Negative Elections in 401(K) Plans
(This Update Posted November 2000)
Many employers look for ways to increase participation among non-highly compensated employees ("NHCEs") in their 401(k) plans. One method which began to emerge in the 1980’s was the use of "negative elections" or "automatic enrollment." In 1998, in Revenue Ruling 98-30, the Internal Revenue Service ("IRS") approved an arrangement where each employee automatically participated in the salary deferral arrangement at some specified level. In the ruling, the deferral was set at 3% of compensation. The ruling required that the employee must be given notice of his right to receive the deferred amount in cash and also be given an opportunity to elect to receive cash rather than a contribution to the plan. In addition, an annual notice must be given outlining the current amount of deferral and the procedures to change the amount including the ability to stop all deferrals.
Two concerns which arise in the use of this method of increasing participation are potential increased fiduciary liability and state law issues. Many 401(k) plans permit participants to direct the investment of their accounts. Plan sponsors and other fiduciaries use ERISA section 404(c) to limit liability for imprudent investment choices made by the participant. In the negative election context, where a participant makes no deferral or investment election, an investment choice would have to be made for the participant in the form of a default fund. The act of choosing such a fund could place additional liability on the fiduciary responsible for that choice.
The second concern deals with state laws regulating the circumstances under which an employer may withhold funds from an employee’s wages. Some states require written consent from the employee before any withholding is permitted. The Department of Labor has indicated that these laws are preempted, but this is an issue that should be carefully examined.
With that as background, recent actions in this area may be examined. In February of this year, the IRS issued Revenue Ruling 2000-8 which amplified and superseded Revenue Ruling 98-30. The ruling makes it clear that a plan can apply negative elections to newly hired employees as in the prior ruling. It goes on to permit a plan to be amended to provide that not only newly hired employees but also current employees who are not deferring at the set level may be subject to withholding at the plan mandated level. For example, a plan could be amended to provide for an automatic deferral of 3%. All participants who were deferring below that level would have 3% withheld unless they elect otherwise. Of course, the earlier requirements of giving notice and providing an opportunity to elect out still apply.
Later this year, the IRS issued two rulings which expanded the permitted uses of negative elections.
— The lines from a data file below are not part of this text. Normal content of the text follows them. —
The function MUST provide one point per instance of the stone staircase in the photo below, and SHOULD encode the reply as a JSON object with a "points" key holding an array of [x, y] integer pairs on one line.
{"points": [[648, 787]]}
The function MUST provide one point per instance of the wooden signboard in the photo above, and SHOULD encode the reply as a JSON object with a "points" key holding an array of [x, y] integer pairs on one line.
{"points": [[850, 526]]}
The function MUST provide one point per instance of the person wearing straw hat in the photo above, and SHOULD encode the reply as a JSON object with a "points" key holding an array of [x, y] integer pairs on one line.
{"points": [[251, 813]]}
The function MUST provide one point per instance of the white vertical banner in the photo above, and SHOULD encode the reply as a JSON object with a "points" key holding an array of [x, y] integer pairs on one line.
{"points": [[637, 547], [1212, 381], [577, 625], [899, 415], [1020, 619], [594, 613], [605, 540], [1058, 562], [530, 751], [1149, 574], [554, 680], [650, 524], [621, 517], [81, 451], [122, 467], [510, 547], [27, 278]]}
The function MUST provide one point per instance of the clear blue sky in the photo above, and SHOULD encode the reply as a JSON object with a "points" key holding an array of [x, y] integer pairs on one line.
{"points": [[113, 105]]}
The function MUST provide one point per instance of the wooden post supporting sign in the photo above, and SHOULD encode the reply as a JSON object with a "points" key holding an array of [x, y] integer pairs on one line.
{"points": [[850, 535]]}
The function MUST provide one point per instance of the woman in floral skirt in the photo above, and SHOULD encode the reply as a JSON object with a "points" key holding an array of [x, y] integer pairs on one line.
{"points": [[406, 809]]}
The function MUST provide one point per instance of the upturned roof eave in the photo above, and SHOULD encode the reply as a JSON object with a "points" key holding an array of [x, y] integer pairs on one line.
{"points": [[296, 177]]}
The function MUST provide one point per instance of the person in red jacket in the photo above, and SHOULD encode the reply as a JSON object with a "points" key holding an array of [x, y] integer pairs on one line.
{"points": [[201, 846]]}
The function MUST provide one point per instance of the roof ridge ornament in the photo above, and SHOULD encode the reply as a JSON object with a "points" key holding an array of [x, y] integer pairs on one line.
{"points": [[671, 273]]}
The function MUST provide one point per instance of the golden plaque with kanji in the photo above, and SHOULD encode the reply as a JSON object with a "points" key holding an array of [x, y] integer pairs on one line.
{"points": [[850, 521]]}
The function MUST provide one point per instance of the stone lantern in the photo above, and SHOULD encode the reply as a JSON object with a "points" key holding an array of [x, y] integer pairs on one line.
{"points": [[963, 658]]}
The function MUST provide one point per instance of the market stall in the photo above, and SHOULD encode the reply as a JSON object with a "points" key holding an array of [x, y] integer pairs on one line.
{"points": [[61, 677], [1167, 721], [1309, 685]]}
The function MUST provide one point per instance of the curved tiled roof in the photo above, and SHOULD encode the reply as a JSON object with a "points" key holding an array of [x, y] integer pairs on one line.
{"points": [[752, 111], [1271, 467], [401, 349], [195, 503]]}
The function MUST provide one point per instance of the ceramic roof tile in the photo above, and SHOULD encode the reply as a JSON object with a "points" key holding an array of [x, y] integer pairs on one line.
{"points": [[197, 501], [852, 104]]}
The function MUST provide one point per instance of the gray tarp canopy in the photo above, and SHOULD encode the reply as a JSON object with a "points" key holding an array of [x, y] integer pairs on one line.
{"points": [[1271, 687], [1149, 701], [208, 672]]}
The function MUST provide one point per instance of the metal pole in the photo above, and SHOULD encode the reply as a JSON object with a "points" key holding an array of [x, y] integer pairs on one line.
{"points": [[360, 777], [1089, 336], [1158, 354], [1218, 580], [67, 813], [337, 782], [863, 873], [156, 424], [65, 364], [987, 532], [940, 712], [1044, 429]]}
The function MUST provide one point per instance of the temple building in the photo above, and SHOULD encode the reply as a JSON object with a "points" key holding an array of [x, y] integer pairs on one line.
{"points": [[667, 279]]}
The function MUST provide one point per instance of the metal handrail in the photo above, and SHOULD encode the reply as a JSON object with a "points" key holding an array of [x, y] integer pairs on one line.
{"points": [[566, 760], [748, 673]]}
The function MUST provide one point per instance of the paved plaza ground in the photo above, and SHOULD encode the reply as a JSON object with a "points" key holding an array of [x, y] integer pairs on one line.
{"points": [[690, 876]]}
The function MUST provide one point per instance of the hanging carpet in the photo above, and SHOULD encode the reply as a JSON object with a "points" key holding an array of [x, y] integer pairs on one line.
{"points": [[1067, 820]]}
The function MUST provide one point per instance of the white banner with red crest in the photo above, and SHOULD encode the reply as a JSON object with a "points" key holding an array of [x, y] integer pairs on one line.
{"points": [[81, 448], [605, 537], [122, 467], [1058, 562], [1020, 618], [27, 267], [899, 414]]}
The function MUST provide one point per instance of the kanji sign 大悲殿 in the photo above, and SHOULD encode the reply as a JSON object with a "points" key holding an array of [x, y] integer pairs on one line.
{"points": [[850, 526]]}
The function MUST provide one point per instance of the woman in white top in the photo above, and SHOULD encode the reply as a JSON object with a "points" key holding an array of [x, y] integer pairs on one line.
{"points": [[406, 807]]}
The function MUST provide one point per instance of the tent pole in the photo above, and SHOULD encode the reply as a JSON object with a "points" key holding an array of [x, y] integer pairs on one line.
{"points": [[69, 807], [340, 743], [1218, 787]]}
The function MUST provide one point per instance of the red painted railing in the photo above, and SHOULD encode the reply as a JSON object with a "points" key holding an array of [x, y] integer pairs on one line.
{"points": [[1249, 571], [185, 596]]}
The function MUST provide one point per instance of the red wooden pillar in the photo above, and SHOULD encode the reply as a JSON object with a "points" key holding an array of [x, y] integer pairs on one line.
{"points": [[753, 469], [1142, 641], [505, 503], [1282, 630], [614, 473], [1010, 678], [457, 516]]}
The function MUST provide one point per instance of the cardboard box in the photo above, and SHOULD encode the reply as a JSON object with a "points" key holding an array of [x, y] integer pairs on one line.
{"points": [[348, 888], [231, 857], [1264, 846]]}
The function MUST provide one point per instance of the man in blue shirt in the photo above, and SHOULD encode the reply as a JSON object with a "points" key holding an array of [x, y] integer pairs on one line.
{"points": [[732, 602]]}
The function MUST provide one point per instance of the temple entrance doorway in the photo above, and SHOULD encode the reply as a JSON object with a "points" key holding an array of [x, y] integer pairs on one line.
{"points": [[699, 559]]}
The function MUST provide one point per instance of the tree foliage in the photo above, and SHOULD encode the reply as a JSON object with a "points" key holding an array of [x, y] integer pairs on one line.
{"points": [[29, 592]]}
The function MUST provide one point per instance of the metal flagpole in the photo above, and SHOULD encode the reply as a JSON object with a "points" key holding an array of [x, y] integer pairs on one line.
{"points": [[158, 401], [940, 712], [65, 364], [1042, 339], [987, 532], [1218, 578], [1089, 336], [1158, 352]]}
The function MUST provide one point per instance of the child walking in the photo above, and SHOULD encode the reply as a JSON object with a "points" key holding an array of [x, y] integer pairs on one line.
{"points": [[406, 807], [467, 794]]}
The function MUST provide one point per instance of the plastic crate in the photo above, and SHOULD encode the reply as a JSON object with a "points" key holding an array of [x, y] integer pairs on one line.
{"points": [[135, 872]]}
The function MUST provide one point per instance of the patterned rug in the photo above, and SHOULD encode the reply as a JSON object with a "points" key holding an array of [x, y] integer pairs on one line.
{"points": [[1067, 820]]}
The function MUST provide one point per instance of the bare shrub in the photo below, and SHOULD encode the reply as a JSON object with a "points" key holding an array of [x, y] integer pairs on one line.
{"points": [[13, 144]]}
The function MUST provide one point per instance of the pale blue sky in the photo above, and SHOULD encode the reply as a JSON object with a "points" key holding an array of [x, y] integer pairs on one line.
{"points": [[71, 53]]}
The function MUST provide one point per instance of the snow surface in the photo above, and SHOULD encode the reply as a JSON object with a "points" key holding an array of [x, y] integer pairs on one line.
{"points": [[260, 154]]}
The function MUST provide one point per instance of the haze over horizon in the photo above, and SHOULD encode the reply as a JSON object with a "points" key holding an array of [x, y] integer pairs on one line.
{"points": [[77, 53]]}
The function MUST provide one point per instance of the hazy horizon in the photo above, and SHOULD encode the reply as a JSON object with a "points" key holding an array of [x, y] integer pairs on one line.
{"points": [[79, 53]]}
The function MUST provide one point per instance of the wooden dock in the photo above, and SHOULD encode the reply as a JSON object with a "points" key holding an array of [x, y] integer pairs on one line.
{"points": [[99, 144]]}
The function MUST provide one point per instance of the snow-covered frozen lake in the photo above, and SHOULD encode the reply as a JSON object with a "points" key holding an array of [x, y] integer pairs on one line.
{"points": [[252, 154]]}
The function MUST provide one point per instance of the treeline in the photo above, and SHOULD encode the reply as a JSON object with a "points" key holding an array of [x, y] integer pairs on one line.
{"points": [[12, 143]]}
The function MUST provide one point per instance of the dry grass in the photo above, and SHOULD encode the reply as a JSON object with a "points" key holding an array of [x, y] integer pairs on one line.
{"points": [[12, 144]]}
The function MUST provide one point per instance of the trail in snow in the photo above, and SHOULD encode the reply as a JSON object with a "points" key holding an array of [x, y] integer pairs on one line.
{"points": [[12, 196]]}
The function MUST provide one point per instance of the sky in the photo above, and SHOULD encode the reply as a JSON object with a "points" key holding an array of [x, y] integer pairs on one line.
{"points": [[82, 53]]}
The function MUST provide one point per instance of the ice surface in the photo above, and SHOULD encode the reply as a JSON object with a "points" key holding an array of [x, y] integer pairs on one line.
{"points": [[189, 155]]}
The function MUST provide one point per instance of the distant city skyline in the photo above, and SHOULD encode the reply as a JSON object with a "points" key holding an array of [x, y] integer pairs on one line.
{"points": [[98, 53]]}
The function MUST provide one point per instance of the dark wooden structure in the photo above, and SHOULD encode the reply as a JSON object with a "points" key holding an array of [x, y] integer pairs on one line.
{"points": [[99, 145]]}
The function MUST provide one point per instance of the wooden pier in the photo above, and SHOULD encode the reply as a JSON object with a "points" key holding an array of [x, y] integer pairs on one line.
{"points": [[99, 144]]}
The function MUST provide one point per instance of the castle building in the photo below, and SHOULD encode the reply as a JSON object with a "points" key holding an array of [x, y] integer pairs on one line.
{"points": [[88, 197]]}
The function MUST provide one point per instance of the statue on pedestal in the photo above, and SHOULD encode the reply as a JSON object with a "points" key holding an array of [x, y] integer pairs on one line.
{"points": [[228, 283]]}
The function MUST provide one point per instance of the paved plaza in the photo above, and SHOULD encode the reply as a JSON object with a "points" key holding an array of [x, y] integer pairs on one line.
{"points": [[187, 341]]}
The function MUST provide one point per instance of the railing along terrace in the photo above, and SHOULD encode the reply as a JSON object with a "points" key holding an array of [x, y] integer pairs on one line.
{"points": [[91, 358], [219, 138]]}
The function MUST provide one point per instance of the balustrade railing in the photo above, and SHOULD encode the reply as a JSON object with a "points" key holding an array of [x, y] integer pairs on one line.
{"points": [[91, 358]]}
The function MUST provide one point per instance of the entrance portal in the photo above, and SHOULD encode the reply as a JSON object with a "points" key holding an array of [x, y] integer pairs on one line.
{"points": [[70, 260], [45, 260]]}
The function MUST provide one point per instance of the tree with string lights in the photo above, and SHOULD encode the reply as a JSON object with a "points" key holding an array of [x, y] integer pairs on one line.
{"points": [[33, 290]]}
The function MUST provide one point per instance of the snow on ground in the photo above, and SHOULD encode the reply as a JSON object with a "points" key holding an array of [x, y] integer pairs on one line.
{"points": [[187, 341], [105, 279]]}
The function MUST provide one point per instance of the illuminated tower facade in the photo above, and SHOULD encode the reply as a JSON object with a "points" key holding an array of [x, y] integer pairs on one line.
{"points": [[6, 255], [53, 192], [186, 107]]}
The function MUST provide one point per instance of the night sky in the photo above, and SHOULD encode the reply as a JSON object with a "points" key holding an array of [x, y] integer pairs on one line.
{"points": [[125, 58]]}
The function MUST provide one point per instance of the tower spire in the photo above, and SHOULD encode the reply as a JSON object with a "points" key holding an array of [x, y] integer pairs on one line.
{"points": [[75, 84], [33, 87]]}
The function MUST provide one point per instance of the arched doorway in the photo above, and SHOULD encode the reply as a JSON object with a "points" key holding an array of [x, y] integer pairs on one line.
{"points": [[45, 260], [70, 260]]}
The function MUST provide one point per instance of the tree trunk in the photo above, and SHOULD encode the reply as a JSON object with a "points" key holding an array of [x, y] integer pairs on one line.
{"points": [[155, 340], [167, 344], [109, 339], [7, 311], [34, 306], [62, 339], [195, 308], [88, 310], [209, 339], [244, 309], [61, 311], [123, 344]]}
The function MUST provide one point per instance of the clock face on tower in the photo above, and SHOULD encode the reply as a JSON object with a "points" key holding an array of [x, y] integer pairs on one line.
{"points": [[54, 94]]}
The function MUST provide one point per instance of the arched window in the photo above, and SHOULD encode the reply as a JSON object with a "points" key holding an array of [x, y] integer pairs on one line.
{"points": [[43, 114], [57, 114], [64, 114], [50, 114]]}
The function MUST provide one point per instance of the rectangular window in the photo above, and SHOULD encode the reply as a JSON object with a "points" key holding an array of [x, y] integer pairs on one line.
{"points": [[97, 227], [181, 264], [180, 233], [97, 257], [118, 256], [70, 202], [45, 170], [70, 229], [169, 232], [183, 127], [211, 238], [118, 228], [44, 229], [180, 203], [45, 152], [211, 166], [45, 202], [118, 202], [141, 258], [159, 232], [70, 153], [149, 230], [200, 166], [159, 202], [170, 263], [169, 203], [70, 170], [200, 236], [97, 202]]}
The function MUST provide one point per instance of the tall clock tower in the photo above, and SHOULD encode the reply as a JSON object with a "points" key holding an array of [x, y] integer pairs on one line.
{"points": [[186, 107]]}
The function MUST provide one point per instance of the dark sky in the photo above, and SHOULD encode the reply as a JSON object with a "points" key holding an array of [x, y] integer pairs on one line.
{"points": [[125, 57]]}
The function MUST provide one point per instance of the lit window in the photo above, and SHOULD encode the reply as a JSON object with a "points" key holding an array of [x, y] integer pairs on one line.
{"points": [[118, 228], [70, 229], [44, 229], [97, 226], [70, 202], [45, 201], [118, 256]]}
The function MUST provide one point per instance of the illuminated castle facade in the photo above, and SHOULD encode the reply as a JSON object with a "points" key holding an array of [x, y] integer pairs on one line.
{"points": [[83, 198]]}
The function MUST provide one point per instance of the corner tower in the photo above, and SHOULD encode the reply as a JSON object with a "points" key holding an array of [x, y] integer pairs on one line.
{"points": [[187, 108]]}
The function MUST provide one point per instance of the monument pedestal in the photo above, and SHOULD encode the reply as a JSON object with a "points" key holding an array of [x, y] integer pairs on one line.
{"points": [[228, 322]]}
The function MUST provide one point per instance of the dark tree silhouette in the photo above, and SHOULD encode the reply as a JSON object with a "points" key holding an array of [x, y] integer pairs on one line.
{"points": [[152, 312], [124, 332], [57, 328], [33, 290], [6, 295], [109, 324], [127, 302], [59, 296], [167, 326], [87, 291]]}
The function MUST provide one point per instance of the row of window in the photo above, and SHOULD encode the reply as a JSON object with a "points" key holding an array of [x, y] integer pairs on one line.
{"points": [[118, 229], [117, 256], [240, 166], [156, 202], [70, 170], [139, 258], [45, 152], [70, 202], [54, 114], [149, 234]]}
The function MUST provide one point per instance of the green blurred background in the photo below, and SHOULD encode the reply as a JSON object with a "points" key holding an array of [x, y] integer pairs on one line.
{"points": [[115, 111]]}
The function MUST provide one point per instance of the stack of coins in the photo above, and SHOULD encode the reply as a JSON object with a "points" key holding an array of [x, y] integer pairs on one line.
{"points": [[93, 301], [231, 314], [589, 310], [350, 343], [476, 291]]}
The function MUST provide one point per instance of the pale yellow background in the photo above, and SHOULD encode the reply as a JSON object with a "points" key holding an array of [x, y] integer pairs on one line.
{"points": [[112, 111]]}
Revenue Ruling 2000-33 deals with a county which maintains a Section 457 eligible deferred compensation plan. The county wished to add an automatic deferral of 2% for all current and new employees not deferring at that level. The ruling found that such an arrangement would not cause the plan to fail to qualify under Section 457. In much the same way, Revenue Ruling 2000-35 applies the concept to Section 403(b) tax sheltered annuity plans. Contributions made under a negative election scenario will not fail to be considered as being made under a salary reduction agreement. These rulings permit governmental units and certain non-profit entities to use the automatic method of deferral.
In a final expansion and expression of approval of this concept, the IRS issued Announcement 2000-60. That announcement reminded prototype plan sponsors and employers who adopt prototype plans that those plans may provide for the use of negative elections or automatic enrollment. This clearly indicates that the use of this concept has been fully accepted by the IRS.
The use of negative elections is an effort to increase participation in 401(k) plans. It is a now accepted method and some surveys have indicated that there is a significant increase in overall participation in plans which utilize this technique.